This being said, the parameter values were not chosen arbitrarily, but were instead based on reports in the literature in order to either realistically mimic certain aspects of electrical stimulation, or to allow comparison to previously collected data. We used 16 channels in all conditions, as this is an average of what modern implants offer (12–22 channels) and 16 channels were moreover used in Bingabr et al. (2008) and Crew and Galvin (2012). We moreover took the best spectral content that previously aided melodic contour identification in Crew and Galvin (2012), 4th order filters, and treated it as our lowest spectral content here. Our best spectral content was achieved with a 12th order filter, which we found during informal piloting to offer the best noticeable contrast in spectral content. Future studies could add more conditions, or a different range; for example, while spectral quality seemed to have a small effect on music emotion categorization in the current study, perhaps a larger difference would be observed if we degraded content even further, e.g., 1st order filter).

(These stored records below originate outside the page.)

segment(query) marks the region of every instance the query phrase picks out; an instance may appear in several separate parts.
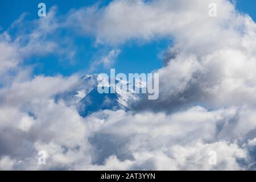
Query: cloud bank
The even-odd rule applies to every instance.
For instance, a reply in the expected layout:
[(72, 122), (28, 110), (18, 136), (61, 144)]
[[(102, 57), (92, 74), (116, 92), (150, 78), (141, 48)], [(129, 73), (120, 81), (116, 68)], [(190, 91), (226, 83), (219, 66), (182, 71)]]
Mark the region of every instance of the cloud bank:
[[(208, 15), (213, 2), (215, 18)], [(256, 24), (249, 15), (225, 0), (114, 1), (74, 9), (65, 20), (52, 11), (25, 43), (7, 32), (0, 36), (1, 169), (255, 169)], [(53, 96), (75, 84), (77, 75), (33, 77), (19, 64), (40, 44), (38, 38), (70, 26), (115, 47), (172, 39), (165, 66), (155, 71), (159, 99), (85, 118), (56, 102)], [(43, 54), (57, 47), (49, 44)], [(47, 165), (38, 164), (40, 150), (47, 152)], [(208, 162), (211, 151), (216, 165)]]

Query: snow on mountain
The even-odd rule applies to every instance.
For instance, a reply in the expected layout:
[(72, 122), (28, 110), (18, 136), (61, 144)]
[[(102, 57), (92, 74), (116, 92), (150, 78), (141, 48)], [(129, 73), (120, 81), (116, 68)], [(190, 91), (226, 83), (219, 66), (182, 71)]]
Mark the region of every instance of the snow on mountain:
[[(98, 86), (110, 89), (109, 81), (97, 75), (85, 76), (69, 90), (56, 96), (56, 99), (63, 100), (67, 105), (76, 106), (80, 114), (85, 117), (100, 110), (130, 110), (131, 103), (139, 100), (141, 97), (139, 94), (135, 93), (135, 88), (146, 86), (145, 82), (135, 80), (134, 89), (129, 89), (129, 92), (114, 88), (114, 93), (100, 93)], [(129, 88), (129, 82), (115, 80), (115, 84), (119, 82), (126, 84)]]

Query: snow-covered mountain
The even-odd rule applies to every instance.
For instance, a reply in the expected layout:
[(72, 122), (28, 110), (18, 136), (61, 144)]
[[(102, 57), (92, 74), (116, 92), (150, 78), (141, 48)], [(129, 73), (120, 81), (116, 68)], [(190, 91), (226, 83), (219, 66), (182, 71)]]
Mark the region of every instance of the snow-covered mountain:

Furthermore, while we branded the two parameters as temporal vs. spectral, their effect on the stimuli is not as orthogonal as one may wish, and we cannot rule out that spectral differences might have resulted from our manipulation in the temporal domain, and vice-versa, which could in turn influence emotion categorization. Indeed, decreased filter order could also potentially result in smearing temporal information in each channel as it gets mixed up more with neighboring channels. Nevertheless, one can expect this effect to remain relatively limited compared to the drastic change of carrier we introduced: while the noise carrier introduces an exogenous source of noise in the temporal envelopes, current spread only mixes envelope information coming from the same original signal, and reduces envelope information in as much as the envelope is uncorrelated across bands (for music, one could expect it to be relatively well correlated). As for the reciprocal influence of carrier nature on spectral resolution, specific steps have been taken to limit its extent, notably by making sure that the sinewave carrier is not generating unresolved side-bands. Therefore, here as well, we can expect that the manipulation of filter order should be the primary drive of spectral resolution, and that carrier type should only have a secondary effect.

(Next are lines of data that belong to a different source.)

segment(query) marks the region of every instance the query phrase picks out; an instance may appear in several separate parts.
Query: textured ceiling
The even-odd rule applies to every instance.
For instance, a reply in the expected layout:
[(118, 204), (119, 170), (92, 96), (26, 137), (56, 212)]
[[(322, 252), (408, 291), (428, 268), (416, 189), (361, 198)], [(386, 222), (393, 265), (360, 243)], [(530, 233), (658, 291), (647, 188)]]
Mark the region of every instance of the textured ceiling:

Since we found here that the responses to first and second halves of the stimuli were highly correlated (see supplementary analysis in S4), our experiment can be conducted with half the amount of items, leaving room to test more parameters in future paradigms. In order to preserve fidelity of emotion during performance, intensity in our stimuli was kept ecological within and across emotion categories by our loudness adjustment experiment (see supplementary materials). This was mostly aimed at preserving the ecological cues in the vocoded condition, as this is the first instance that the current stimuli were presented with a vocoder. Loudness, along with tempo, is informative of arousal, and in turn arousal cues are the most useful type of cue for CI users. Ultimately, increased dynamic range may allow larger differences in intensity that could provide more salience to loudness and in turn arousal. Thus spectral energy may prove an interesting parameter to systematically adjust in vocoder conditions in future research.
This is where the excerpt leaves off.